Times strike force
Union eyes indie paper amid angry labor talks
If contract talks continue to deteriorate, The New York Times may find it has a new competitor — an independent paper being put out by angry employees on strike.
While both the News Guild union, which represents journalists, photographers and some business side people, and management remain in negotiations, the talks are growing more acrimonious.
Some union organizers are prepping for a potential strike and a strike newspaper, The Post has learned.
“A lot of people are saying we should go on strike,” said one insider at a gathering of Times employees Thursday night.
Union leadership, however, is not quite there yet. But a one-day walkout is being contemplated, a source said.
On Thursday, the company, whose chairman/publisher is AG Sulzberger, and whose executive editor is Joseph Kahn, presented its response to the latest union demands, and said it was only willing to give an additional 0.5% wage hike to workers, upping the offer from 4% to 4.5% upon ratification.
“It’s not a big enough change to make a difference in anyone’s life,” said the insider.
The union, citing runaway inflation and the Times’ profitability as subscription revenue continues to climb, is pushing for an 8% wage hike.
In addition to the 4.5% hike that the NYT is offering on ratification, the company has proposed 3% hikes in 2023 and 2024 and says it will all add up to 10.5% over the life of a new deal.
Getting ready
The company’s counteroffer comes at a time when the News Guild has been prepping all the media units it represents to get ready if and when a strike happens.
On Sept. 17, the News Guild held its first-ever “strike school,” which attracted around 30 participants from the Times as well as employees of Gannett, NBC, Insider, Reuters, Condé Nast and others.
On Tuesday, the union is pushing the agenda further with a one-day course on how to publish a strike publication.
In more tumultuous eras in newspaper-labor relations, strike newspapers — manned by the outof-work journalists — frequently sprung up, but most evaporated when the strikers went back to work. One notable exception is the New York Review of Books, which emerged as a competitor to the New York Times Book Review in the 1963 strike.
Last year, when the union at The New Yorker was considering a strike, an edition of The New Yorker strike edition was prepped, but Condé Nast management and the union reached a last-minute deal.

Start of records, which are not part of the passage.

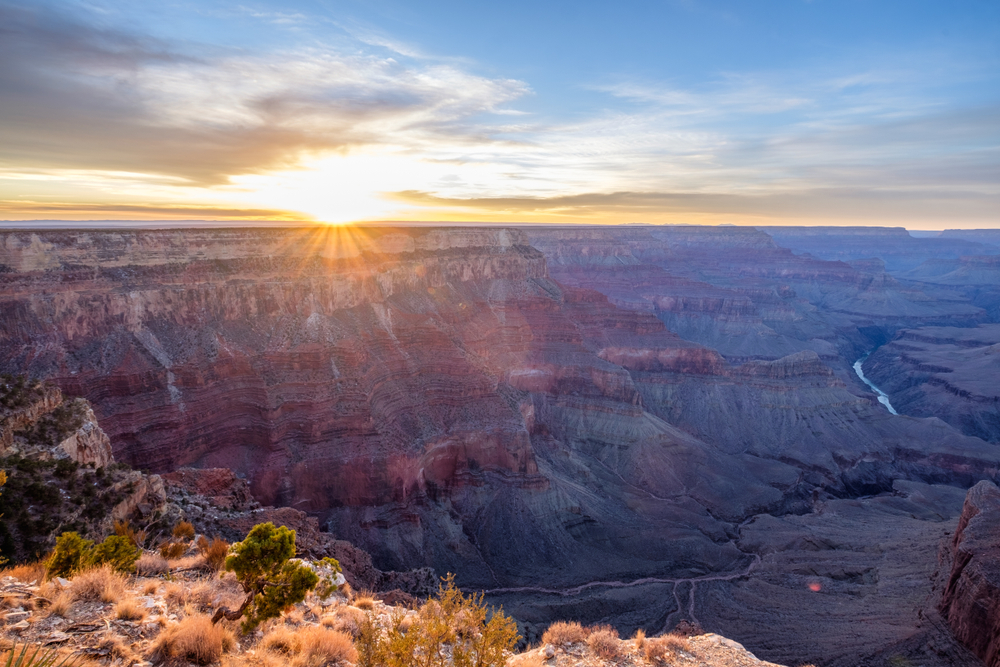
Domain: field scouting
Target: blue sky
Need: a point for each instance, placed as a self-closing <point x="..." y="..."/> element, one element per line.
<point x="768" y="112"/>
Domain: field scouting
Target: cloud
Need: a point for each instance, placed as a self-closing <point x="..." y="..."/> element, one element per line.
<point x="790" y="207"/>
<point x="11" y="209"/>
<point x="75" y="96"/>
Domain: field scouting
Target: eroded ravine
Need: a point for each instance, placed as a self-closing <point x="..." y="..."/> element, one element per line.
<point x="883" y="398"/>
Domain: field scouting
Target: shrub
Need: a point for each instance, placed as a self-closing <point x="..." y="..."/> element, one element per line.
<point x="281" y="640"/>
<point x="328" y="570"/>
<point x="263" y="567"/>
<point x="195" y="639"/>
<point x="453" y="623"/>
<point x="172" y="550"/>
<point x="604" y="642"/>
<point x="214" y="552"/>
<point x="564" y="632"/>
<point x="320" y="646"/>
<point x="659" y="649"/>
<point x="117" y="551"/>
<point x="151" y="564"/>
<point x="346" y="619"/>
<point x="184" y="530"/>
<point x="364" y="600"/>
<point x="72" y="553"/>
<point x="137" y="537"/>
<point x="28" y="573"/>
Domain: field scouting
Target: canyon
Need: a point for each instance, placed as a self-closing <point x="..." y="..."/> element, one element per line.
<point x="636" y="425"/>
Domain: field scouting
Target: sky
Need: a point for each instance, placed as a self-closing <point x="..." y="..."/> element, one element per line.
<point x="772" y="112"/>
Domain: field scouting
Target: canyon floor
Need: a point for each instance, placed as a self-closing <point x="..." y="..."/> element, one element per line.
<point x="636" y="425"/>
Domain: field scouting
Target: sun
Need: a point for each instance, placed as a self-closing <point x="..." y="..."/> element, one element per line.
<point x="339" y="188"/>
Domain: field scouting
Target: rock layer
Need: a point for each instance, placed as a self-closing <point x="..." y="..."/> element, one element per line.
<point x="516" y="407"/>
<point x="971" y="599"/>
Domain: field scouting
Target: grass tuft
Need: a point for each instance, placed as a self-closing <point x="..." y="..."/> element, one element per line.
<point x="99" y="583"/>
<point x="564" y="632"/>
<point x="604" y="642"/>
<point x="194" y="639"/>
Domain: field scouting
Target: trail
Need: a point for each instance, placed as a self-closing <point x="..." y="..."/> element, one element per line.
<point x="576" y="590"/>
<point x="688" y="613"/>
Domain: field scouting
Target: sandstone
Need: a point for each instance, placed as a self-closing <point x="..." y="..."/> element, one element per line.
<point x="970" y="601"/>
<point x="584" y="422"/>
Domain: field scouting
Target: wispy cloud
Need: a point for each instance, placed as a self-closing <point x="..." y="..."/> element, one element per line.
<point x="76" y="96"/>
<point x="114" y="115"/>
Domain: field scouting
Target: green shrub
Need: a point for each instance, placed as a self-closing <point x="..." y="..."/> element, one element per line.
<point x="264" y="569"/>
<point x="454" y="630"/>
<point x="117" y="551"/>
<point x="183" y="531"/>
<point x="328" y="568"/>
<point x="72" y="554"/>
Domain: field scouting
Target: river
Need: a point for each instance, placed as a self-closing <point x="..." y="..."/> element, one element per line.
<point x="883" y="398"/>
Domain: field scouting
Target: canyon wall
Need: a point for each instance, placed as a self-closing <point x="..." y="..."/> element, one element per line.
<point x="548" y="413"/>
<point x="971" y="598"/>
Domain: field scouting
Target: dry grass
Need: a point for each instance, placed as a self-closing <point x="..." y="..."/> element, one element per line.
<point x="129" y="609"/>
<point x="194" y="639"/>
<point x="659" y="649"/>
<point x="324" y="647"/>
<point x="214" y="552"/>
<point x="99" y="583"/>
<point x="526" y="660"/>
<point x="119" y="651"/>
<point x="347" y="620"/>
<point x="175" y="594"/>
<point x="564" y="632"/>
<point x="29" y="573"/>
<point x="188" y="563"/>
<point x="203" y="594"/>
<point x="183" y="530"/>
<point x="311" y="646"/>
<point x="280" y="639"/>
<point x="150" y="565"/>
<point x="364" y="600"/>
<point x="605" y="643"/>
<point x="61" y="604"/>
<point x="639" y="639"/>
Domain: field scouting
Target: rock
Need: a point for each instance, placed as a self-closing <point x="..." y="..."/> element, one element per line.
<point x="970" y="601"/>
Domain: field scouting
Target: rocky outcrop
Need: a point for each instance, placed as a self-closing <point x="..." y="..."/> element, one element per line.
<point x="971" y="599"/>
<point x="581" y="413"/>
<point x="218" y="503"/>
<point x="945" y="372"/>
<point x="36" y="421"/>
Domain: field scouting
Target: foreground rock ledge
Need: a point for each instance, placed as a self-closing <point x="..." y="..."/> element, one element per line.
<point x="971" y="601"/>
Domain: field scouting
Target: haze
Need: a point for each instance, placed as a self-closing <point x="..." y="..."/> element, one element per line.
<point x="777" y="113"/>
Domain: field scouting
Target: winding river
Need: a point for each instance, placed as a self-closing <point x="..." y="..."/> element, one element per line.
<point x="883" y="398"/>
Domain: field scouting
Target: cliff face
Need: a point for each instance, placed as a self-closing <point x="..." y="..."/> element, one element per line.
<point x="36" y="421"/>
<point x="515" y="407"/>
<point x="945" y="372"/>
<point x="971" y="600"/>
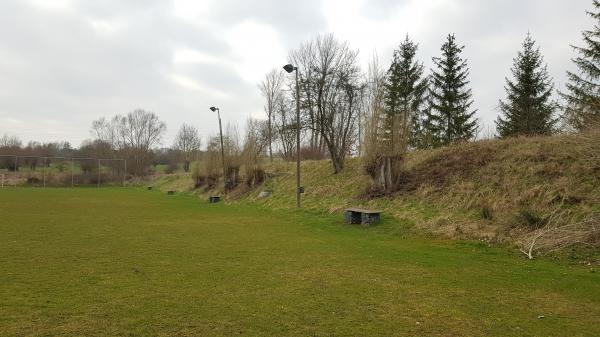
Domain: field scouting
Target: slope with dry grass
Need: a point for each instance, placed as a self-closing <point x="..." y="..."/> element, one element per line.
<point x="510" y="190"/>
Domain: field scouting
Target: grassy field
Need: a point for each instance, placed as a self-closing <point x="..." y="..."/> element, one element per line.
<point x="127" y="262"/>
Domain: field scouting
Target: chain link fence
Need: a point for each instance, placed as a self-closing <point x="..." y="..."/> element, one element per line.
<point x="38" y="171"/>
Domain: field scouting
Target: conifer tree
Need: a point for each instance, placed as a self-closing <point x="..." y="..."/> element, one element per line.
<point x="404" y="91"/>
<point x="449" y="117"/>
<point x="528" y="108"/>
<point x="583" y="96"/>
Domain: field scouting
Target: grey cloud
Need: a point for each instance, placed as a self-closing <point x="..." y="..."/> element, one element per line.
<point x="57" y="73"/>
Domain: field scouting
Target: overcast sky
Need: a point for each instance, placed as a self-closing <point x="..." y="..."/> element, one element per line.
<point x="64" y="63"/>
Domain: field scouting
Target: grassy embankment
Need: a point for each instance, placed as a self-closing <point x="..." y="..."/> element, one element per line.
<point x="496" y="190"/>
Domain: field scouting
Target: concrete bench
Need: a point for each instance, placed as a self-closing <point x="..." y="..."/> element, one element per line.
<point x="362" y="216"/>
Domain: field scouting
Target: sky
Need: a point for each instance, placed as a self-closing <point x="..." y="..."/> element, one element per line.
<point x="65" y="63"/>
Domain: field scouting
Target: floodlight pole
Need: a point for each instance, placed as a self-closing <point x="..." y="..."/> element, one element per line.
<point x="16" y="169"/>
<point x="289" y="68"/>
<point x="98" y="173"/>
<point x="44" y="172"/>
<point x="222" y="147"/>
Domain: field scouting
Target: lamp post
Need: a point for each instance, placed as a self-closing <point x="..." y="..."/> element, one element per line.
<point x="213" y="109"/>
<point x="289" y="68"/>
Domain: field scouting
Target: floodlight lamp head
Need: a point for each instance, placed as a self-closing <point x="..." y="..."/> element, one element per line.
<point x="289" y="68"/>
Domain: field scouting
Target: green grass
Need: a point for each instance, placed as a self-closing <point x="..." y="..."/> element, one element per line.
<point x="125" y="262"/>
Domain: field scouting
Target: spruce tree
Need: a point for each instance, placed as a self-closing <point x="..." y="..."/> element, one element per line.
<point x="450" y="118"/>
<point x="405" y="87"/>
<point x="583" y="96"/>
<point x="528" y="109"/>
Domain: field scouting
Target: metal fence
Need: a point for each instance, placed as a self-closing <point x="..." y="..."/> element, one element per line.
<point x="17" y="170"/>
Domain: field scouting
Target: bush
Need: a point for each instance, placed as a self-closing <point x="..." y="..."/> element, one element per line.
<point x="171" y="168"/>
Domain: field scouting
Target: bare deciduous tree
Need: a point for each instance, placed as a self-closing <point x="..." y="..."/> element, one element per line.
<point x="187" y="142"/>
<point x="133" y="135"/>
<point x="271" y="89"/>
<point x="332" y="92"/>
<point x="284" y="121"/>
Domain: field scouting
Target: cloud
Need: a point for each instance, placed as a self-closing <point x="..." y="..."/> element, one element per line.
<point x="64" y="63"/>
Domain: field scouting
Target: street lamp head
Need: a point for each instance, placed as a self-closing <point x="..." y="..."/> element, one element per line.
<point x="289" y="68"/>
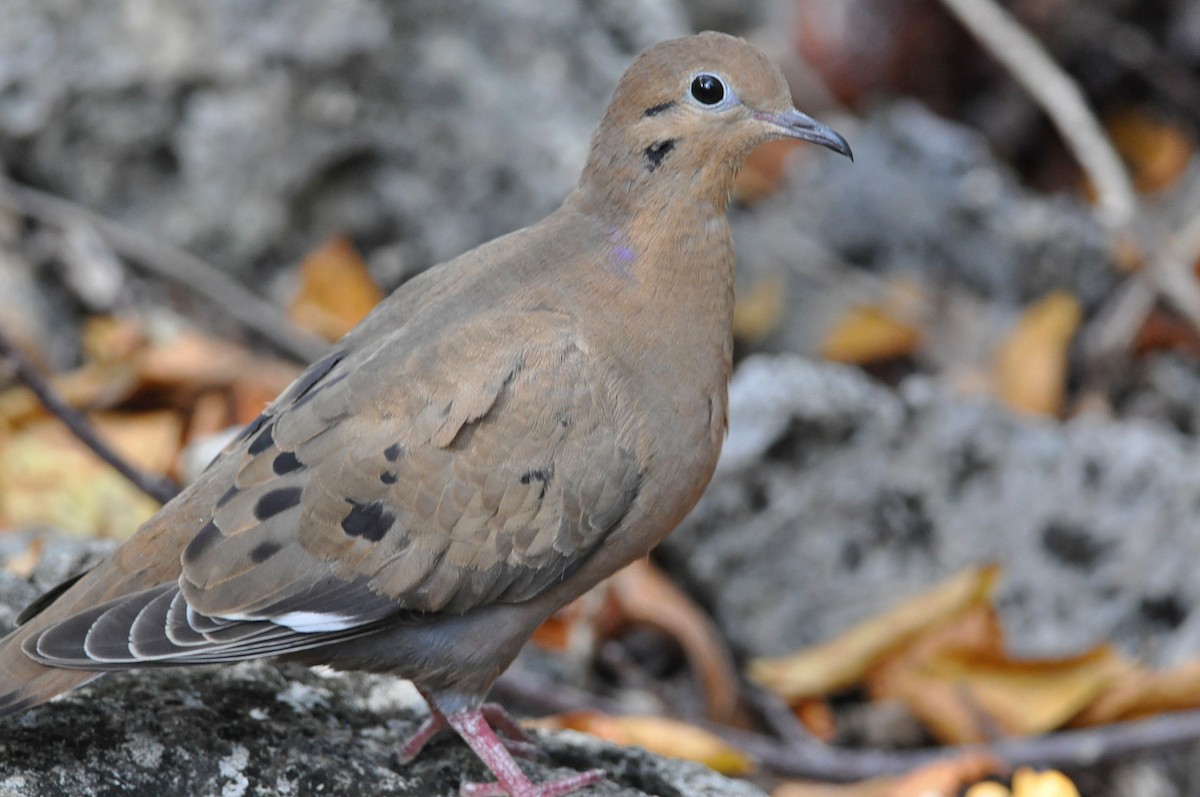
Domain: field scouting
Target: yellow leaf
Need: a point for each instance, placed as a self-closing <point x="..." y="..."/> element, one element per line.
<point x="658" y="735"/>
<point x="1027" y="783"/>
<point x="843" y="661"/>
<point x="335" y="292"/>
<point x="1031" y="696"/>
<point x="988" y="789"/>
<point x="757" y="311"/>
<point x="1031" y="364"/>
<point x="48" y="477"/>
<point x="869" y="334"/>
<point x="1157" y="151"/>
<point x="1140" y="693"/>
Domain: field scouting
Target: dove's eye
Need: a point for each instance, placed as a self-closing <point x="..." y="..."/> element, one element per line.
<point x="707" y="89"/>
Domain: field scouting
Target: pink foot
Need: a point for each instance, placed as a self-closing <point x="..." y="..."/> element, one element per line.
<point x="510" y="780"/>
<point x="517" y="741"/>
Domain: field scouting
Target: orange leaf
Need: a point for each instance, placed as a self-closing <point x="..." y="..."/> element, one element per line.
<point x="845" y="660"/>
<point x="658" y="735"/>
<point x="645" y="595"/>
<point x="1031" y="364"/>
<point x="48" y="477"/>
<point x="1156" y="150"/>
<point x="335" y="291"/>
<point x="759" y="310"/>
<point x="966" y="689"/>
<point x="869" y="334"/>
<point x="763" y="172"/>
<point x="942" y="778"/>
<point x="1027" y="783"/>
<point x="1140" y="693"/>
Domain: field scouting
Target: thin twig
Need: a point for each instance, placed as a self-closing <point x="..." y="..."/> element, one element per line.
<point x="157" y="487"/>
<point x="1062" y="101"/>
<point x="171" y="263"/>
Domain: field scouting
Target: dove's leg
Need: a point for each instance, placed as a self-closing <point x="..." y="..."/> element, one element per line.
<point x="515" y="738"/>
<point x="510" y="780"/>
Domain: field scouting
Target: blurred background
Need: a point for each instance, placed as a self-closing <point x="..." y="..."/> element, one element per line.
<point x="976" y="345"/>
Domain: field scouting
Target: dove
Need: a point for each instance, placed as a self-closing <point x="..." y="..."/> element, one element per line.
<point x="495" y="438"/>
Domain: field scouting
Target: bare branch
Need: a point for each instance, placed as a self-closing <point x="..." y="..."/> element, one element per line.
<point x="173" y="264"/>
<point x="160" y="489"/>
<point x="1061" y="100"/>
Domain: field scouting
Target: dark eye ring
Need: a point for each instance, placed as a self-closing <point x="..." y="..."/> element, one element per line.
<point x="707" y="89"/>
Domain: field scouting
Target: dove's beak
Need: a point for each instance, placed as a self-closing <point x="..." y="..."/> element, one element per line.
<point x="793" y="124"/>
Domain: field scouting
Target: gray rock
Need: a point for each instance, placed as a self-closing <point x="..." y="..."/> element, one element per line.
<point x="861" y="496"/>
<point x="250" y="131"/>
<point x="256" y="729"/>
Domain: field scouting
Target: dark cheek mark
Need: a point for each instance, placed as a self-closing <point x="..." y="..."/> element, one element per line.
<point x="369" y="521"/>
<point x="286" y="463"/>
<point x="657" y="151"/>
<point x="202" y="541"/>
<point x="264" y="441"/>
<point x="276" y="501"/>
<point x="264" y="551"/>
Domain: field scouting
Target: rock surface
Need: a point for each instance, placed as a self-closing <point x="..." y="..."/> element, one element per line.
<point x="838" y="497"/>
<point x="259" y="730"/>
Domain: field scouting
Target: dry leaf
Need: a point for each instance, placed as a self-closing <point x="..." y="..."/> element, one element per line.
<point x="947" y="778"/>
<point x="645" y="595"/>
<point x="1031" y="364"/>
<point x="988" y="789"/>
<point x="641" y="594"/>
<point x="336" y="291"/>
<point x="869" y="334"/>
<point x="759" y="310"/>
<point x="817" y="718"/>
<point x="24" y="563"/>
<point x="873" y="787"/>
<point x="1027" y="783"/>
<point x="845" y="660"/>
<point x="960" y="682"/>
<point x="1009" y="696"/>
<point x="942" y="778"/>
<point x="48" y="477"/>
<point x="658" y="735"/>
<point x="91" y="387"/>
<point x="1139" y="694"/>
<point x="1157" y="151"/>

A strike at the Times is still not in the immediate cards as the two sides are still talking. But “we are getting ready,” News Guild President Susan DeCarava said in an email to all the media outfits the union represents.
The union has not yet called for a strike-authorization vote, though.
The two sides remain far apart, as the last contract expired in March 2021 and rank-and-file workers have not received a wage hike since March 2020.